Если ваши нравственные устои вгоняют вас в тоску, знайте: ваши нравственные устои никуда не годятся.
Ради Бога покажите мне молодого человека, у которого хватит ума строить из себя дурака.
За деньги мы вынуждены платить свободой.
Общество необходимо хотя бы для того, чтобы указать человеку на его недостатки.
С философией Канта вы можете общаться наедине, а вот пошутить с самим собой вам не удастся.
Если хотите узнать недостатки человека, ступайте к тем, кто его любит. Они вам ничего не скажут, но они-то знают.
Разлука молодит любовь, не дает ей состариться и захиреть.
В некоторых своих проявлениях литература — не более чем тень увлекательной беседы.
Быть может, судьба более благосклонна к тому, кто любит собирать ракушки, чем к тому, кто родился миллионером…
Идя по жизни, мы вдруг обнаруживаем, что лед у нас под ногами становится все тоньше, и видим, как вокруг нас и за нами проваливаются под него наши сверстники.
Наш долг в этом мире — не преуспеть, но продолжать совершать просчет за просчетом, главное — с улыбкой.

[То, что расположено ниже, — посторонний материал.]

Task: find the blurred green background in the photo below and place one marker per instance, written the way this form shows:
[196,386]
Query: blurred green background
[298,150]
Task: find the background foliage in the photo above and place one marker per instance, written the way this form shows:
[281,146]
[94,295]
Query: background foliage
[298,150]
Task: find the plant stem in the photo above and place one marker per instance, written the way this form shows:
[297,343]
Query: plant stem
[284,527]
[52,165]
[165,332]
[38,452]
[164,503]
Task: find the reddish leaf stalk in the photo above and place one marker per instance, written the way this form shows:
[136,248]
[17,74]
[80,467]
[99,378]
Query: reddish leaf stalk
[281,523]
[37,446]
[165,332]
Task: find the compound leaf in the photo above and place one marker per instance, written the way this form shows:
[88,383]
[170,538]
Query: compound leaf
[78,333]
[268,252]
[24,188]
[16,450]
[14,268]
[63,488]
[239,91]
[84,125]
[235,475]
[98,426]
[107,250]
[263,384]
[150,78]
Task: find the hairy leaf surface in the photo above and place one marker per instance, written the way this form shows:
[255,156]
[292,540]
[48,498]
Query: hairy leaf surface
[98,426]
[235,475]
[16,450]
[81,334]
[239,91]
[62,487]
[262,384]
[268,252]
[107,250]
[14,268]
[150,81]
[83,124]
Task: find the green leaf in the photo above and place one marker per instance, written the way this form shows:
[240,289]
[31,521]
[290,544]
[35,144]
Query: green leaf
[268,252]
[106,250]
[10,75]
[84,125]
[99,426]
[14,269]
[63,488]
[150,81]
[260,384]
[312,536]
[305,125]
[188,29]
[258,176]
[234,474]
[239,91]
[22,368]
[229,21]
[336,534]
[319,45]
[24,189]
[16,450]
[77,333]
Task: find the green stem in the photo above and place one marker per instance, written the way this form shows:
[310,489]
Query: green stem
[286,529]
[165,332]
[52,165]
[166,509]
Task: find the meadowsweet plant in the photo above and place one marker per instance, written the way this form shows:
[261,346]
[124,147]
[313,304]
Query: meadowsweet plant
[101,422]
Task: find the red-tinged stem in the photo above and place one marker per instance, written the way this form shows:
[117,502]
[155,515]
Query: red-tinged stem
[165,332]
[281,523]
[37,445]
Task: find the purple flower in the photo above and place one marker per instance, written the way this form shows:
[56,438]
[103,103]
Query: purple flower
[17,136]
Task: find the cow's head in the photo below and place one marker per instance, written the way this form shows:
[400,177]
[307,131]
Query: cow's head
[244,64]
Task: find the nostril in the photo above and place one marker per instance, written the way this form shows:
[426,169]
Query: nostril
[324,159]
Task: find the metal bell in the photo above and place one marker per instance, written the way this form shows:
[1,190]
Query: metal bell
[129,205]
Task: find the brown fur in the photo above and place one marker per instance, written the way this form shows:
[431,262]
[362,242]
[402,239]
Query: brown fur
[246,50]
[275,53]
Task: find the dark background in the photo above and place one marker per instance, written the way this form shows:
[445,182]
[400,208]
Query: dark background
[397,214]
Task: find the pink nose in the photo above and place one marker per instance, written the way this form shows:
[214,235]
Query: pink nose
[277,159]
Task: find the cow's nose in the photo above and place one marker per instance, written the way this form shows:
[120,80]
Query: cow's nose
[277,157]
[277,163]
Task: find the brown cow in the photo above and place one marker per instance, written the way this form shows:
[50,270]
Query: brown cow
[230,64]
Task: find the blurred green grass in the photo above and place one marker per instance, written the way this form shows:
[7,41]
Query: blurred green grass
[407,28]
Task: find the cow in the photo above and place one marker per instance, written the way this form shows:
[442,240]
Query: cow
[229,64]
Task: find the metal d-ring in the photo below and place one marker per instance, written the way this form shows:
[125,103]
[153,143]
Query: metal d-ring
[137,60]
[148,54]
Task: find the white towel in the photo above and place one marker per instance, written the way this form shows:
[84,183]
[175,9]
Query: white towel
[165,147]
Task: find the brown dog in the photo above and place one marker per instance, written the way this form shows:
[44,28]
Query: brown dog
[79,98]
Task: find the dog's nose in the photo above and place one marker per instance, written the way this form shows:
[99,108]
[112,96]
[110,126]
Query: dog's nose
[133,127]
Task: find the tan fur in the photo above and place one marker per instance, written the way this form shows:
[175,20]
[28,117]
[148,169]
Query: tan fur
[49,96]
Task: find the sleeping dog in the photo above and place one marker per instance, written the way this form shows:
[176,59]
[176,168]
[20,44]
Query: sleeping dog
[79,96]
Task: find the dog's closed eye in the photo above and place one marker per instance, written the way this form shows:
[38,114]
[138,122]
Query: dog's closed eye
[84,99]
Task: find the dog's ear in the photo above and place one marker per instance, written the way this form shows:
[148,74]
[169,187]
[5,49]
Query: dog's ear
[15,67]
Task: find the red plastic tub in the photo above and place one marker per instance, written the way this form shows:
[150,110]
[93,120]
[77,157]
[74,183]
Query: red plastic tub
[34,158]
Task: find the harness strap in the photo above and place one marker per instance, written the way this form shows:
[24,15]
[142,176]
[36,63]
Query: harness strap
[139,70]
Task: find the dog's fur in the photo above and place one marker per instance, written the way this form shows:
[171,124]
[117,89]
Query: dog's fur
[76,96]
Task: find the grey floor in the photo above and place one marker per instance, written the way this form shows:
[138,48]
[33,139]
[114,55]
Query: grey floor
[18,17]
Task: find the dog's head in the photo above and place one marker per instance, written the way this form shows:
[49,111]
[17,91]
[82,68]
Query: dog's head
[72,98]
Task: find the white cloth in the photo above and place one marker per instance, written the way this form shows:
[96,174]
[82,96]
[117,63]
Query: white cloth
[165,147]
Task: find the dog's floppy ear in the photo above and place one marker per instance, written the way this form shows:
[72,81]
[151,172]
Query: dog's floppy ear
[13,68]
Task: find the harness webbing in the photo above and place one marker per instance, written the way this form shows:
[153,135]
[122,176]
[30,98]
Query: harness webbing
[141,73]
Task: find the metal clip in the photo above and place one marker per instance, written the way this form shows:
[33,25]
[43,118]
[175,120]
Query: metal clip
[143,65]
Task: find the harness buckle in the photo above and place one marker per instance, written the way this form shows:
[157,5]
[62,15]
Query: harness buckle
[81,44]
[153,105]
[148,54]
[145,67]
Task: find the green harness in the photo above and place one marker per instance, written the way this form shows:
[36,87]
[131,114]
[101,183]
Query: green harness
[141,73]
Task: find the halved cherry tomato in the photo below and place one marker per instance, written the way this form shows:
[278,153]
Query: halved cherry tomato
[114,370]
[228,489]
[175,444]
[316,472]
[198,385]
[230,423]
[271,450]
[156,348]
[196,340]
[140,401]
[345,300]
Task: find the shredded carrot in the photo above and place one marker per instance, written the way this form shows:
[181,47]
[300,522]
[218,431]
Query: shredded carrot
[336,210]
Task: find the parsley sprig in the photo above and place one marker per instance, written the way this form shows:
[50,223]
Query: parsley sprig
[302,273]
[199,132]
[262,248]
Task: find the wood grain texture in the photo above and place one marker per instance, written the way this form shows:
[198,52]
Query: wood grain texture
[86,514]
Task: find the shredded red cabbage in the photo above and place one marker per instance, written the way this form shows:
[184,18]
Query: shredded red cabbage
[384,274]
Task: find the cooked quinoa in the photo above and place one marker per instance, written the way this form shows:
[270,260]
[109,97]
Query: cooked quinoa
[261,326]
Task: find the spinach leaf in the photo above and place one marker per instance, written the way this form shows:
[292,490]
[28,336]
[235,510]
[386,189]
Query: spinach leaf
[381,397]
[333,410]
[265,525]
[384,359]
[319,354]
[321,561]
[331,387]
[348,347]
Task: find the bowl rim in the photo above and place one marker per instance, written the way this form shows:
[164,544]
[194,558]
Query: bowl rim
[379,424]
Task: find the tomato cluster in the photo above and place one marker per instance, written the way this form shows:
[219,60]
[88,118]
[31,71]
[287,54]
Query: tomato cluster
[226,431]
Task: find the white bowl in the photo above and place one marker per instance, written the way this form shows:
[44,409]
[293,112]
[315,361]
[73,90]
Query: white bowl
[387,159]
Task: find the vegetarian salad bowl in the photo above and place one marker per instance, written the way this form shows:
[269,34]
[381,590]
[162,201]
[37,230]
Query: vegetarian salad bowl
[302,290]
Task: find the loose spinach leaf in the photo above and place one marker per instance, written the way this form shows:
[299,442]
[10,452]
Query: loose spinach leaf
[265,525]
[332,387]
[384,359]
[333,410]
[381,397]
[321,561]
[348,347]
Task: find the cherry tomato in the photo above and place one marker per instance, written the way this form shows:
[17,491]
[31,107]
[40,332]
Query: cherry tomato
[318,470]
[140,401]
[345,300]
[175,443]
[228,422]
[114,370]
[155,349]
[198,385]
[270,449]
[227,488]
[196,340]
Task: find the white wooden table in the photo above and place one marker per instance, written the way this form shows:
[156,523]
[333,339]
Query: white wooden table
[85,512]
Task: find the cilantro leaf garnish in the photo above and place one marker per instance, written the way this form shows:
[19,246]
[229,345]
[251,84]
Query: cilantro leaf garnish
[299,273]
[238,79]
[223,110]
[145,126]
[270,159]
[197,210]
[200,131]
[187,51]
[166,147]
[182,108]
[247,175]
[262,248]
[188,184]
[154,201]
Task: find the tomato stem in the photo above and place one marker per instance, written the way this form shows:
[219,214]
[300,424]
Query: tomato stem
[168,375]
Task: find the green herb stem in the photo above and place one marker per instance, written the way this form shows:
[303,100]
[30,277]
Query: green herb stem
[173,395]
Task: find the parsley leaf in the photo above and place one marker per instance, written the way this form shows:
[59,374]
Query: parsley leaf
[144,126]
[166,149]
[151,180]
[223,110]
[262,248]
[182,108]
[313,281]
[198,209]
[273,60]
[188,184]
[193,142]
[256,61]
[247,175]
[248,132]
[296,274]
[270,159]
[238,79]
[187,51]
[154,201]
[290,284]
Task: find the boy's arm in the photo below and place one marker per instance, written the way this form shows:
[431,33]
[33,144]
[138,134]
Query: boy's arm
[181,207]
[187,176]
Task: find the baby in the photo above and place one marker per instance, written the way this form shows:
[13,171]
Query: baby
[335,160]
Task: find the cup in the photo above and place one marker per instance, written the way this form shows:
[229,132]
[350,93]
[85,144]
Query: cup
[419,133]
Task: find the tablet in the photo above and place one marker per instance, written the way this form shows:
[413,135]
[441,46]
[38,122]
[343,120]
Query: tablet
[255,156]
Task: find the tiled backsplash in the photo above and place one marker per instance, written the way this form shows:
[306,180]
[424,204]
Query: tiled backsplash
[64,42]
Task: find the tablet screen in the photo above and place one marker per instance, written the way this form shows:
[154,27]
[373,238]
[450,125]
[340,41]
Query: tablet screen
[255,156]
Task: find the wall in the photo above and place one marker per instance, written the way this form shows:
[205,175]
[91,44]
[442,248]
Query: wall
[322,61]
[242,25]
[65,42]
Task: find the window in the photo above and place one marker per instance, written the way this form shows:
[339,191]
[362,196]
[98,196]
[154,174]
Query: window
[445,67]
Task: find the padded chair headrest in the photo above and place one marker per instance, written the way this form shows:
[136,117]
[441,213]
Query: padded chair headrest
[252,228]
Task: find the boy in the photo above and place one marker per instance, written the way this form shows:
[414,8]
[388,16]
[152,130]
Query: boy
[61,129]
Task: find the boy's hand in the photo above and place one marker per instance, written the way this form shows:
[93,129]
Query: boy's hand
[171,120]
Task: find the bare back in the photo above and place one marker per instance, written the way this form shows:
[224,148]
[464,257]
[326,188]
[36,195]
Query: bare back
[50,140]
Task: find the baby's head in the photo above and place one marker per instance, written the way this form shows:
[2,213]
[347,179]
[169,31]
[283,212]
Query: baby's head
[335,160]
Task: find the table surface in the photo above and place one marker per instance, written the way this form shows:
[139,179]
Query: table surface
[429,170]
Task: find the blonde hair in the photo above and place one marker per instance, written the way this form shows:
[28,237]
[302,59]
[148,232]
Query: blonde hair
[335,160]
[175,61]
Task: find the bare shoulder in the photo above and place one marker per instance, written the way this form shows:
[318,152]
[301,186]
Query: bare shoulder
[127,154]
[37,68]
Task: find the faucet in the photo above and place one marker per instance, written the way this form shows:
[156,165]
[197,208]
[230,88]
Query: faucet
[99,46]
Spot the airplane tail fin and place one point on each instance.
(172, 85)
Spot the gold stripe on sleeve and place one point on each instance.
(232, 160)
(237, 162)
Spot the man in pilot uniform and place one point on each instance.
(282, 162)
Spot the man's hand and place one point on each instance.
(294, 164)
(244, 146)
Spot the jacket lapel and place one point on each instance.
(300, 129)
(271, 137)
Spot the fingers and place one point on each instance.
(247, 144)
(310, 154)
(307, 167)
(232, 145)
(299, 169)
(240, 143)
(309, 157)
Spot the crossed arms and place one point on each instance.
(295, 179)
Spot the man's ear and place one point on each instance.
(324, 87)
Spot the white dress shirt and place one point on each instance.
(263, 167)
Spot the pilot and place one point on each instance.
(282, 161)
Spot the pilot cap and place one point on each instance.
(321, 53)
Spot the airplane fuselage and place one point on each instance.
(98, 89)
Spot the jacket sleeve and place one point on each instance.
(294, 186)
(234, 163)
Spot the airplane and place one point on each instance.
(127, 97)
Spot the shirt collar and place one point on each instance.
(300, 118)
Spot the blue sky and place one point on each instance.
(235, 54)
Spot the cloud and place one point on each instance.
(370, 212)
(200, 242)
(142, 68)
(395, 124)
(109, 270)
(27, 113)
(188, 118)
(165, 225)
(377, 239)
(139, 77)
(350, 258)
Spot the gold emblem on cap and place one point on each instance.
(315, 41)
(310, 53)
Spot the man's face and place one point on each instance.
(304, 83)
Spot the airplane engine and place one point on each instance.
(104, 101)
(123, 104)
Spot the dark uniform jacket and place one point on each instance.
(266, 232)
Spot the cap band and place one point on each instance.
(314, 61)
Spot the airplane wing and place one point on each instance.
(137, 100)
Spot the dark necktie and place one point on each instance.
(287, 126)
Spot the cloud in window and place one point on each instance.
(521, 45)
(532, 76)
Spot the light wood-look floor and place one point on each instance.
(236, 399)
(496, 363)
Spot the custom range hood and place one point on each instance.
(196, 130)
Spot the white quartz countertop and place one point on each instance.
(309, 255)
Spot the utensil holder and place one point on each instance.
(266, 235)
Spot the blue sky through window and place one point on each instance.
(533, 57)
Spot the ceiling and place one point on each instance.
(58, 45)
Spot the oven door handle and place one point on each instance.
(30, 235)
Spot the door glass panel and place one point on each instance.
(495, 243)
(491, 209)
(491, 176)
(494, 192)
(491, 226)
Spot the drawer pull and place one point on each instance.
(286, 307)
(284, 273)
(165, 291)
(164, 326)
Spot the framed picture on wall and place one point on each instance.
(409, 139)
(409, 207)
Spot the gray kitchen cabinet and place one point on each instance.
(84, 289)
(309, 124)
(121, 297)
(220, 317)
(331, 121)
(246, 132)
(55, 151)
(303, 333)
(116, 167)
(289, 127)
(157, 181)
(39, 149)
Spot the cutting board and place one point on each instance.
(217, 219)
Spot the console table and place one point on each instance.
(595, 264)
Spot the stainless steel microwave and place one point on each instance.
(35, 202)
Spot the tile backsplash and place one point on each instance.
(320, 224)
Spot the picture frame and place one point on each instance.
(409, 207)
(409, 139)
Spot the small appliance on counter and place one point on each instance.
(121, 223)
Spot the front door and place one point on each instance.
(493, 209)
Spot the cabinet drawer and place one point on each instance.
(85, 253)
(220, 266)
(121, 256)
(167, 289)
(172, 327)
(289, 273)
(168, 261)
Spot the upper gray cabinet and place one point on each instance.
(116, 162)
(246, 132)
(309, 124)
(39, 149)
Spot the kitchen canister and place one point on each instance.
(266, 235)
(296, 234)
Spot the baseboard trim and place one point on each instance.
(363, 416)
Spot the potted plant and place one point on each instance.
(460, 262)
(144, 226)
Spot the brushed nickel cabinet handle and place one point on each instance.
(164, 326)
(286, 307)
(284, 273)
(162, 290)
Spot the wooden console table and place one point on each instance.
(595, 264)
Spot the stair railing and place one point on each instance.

Нет у нас обязанности, которую бы мы так недооценивали, как обязанность быть счастливым.
ОСКАР УАЙЛЬД
1854–1900
Афоризмы Уайльда, в большинстве своем хрестоматийные, взяты из пьес «Веер леди Уиндермир» (1892), «Как важно быть серьезным» (1892), «Женщина, не стоящая внимания» (1893), «Идеальный муж» (1895), из романа «Портрет Дориана Грея» (1891), из повестей «Кентервильское привидение» (1887) и «Преступление лорда Артура Сэвила» (1891), из пьесы «Вера, или Нигилисты» (1882), из «Замыслов» (1891), а также из ряда эссе, статей, заметок: «Душа человека при социализме», «Критик как художник», «Фразы и мысли в назидание молодым», «Перо, карандаш и яд» и др. Все афоризмы разбиты тематически на четыре раздела, последний из которых назван «Энциклопедией циника» — по аналогии со «Словарем Сатаны» Амброза Бирса и «Джазовым Вебстером» Генри Луиса Менкена, американских сатириков.